Normal sternal development should also to be considered when evaluating the sternum
by sonography. The sternum, composed of the manubrium, mesosternum (the body, composed
of four parts) and xiphoid, develops from two lateral cartilaginous plates and a median
rudiment that begin fusing in the midline in cephalocaudal direction during fetal
development.[21]
[22] Each component of the sternum contains several ossification centers. Their pattern
of appearance and configuration may vary greatly with the age of the patient.[22]
[23] Since some ossification centers are discernible until adulthood, they may be misinterpreted
as a fracture in childhood. Failure of midline fusion may also be confused with a
fracture. To avoid confusion between normal development of the sternum and a pathological
finding, sound understanding of sternal development is indispensable, especially in
children.
Various congenital anomalies may affect the sternum and also mimic a fracture.
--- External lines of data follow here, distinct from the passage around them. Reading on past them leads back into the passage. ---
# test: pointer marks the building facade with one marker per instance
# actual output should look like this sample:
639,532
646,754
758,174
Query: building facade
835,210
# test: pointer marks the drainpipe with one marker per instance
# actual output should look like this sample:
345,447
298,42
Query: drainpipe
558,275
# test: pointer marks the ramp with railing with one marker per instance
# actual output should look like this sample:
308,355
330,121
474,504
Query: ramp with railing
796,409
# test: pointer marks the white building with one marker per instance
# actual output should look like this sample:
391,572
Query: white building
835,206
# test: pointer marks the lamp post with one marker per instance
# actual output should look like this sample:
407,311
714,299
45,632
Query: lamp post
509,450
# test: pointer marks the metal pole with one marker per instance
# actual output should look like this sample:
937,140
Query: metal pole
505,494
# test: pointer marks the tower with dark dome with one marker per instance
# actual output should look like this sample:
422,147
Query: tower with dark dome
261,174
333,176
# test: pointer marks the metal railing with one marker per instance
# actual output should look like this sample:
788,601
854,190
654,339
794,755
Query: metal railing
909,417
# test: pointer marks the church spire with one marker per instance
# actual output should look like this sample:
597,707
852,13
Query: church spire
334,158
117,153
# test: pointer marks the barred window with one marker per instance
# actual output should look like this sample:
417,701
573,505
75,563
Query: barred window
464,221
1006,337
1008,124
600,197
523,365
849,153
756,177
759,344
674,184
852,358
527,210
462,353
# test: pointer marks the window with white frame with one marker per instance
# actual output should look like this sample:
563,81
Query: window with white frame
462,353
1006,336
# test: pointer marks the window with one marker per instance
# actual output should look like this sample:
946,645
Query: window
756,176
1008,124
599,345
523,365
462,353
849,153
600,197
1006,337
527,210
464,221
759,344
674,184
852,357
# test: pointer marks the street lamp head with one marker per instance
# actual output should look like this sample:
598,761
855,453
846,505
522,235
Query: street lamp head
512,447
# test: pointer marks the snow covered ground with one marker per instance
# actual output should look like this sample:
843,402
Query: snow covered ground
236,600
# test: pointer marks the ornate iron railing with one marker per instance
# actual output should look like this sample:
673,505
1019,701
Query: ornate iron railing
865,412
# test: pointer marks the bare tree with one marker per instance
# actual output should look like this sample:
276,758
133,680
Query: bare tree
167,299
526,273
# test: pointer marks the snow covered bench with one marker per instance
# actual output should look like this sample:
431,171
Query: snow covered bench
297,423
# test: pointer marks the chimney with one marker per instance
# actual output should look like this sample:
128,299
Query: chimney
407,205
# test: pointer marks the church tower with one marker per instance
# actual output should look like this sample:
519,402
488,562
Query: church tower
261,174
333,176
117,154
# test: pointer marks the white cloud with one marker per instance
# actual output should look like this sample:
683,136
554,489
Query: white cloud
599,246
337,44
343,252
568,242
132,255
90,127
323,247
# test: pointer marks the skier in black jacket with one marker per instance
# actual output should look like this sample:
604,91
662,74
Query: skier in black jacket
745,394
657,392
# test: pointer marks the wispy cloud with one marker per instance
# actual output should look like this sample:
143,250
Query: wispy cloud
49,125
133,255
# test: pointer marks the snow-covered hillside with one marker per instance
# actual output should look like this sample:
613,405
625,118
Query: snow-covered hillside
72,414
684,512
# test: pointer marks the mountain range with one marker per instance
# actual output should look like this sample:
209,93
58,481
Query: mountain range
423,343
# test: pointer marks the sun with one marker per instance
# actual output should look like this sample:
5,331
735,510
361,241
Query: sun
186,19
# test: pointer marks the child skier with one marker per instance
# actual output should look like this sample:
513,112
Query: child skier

These
include pectus excavatum (the sternum is displaced posteriorly and the ribs protrude
anteriorly) with or without a titled sternum (the sternum is oriented obliquely in
the horizontal axis), pectus carinatum (the sternum is displaced anteriorly), sternal
sclerotic band and cleft (vertically oriented midline bands; sternal clefts may occur
isolated or in association with an ectopia cordis and pentalogy of Cantrell), sternal
foramen, episternal ossicles (retro- or supramanubrial accessory bones), degenerative
osteoarthritis with or without osteophytes or cysts, osteomyelitis with lytic osseous
lesions, sternal dehiscence after sternotomy, and neoplasms.[24]
Isolated fractures of the sternum are uncommon, and their treatment is generally conservative
in the absence of concomitant injuries, and reduction is rarely required.[15] In our first case, the sternum was probably fractured by forced hyperflexion or
repeated trauma. Generally, the surrounding ligaments of the sternum and cartilaginous
attachments to the ribs are more elastic in children than in adults, making the sternum
of a child less susceptible to fractures.[25] Therefore, a standard protocol for diagnostic workup and treatment does not exist.
Given the remodelling capacity of the sternum in children, we decided to treat our
patients nonoperatively. Formation of callus and complete remodelling of the sternum
were monitored sonographically.
In conclusion, sternal fractures and their healing in children can easily be monitored
by ultrasonographic imaging using linear probes. Therefore, in case of an isolated
fracture of the sternum, we recommend the use of ultrasonic scanning as the first-line
diagnostic modality in children. If associated intrathoracic injuries are suspected
clinically, complementary diagnostic imaging modalities are indicated.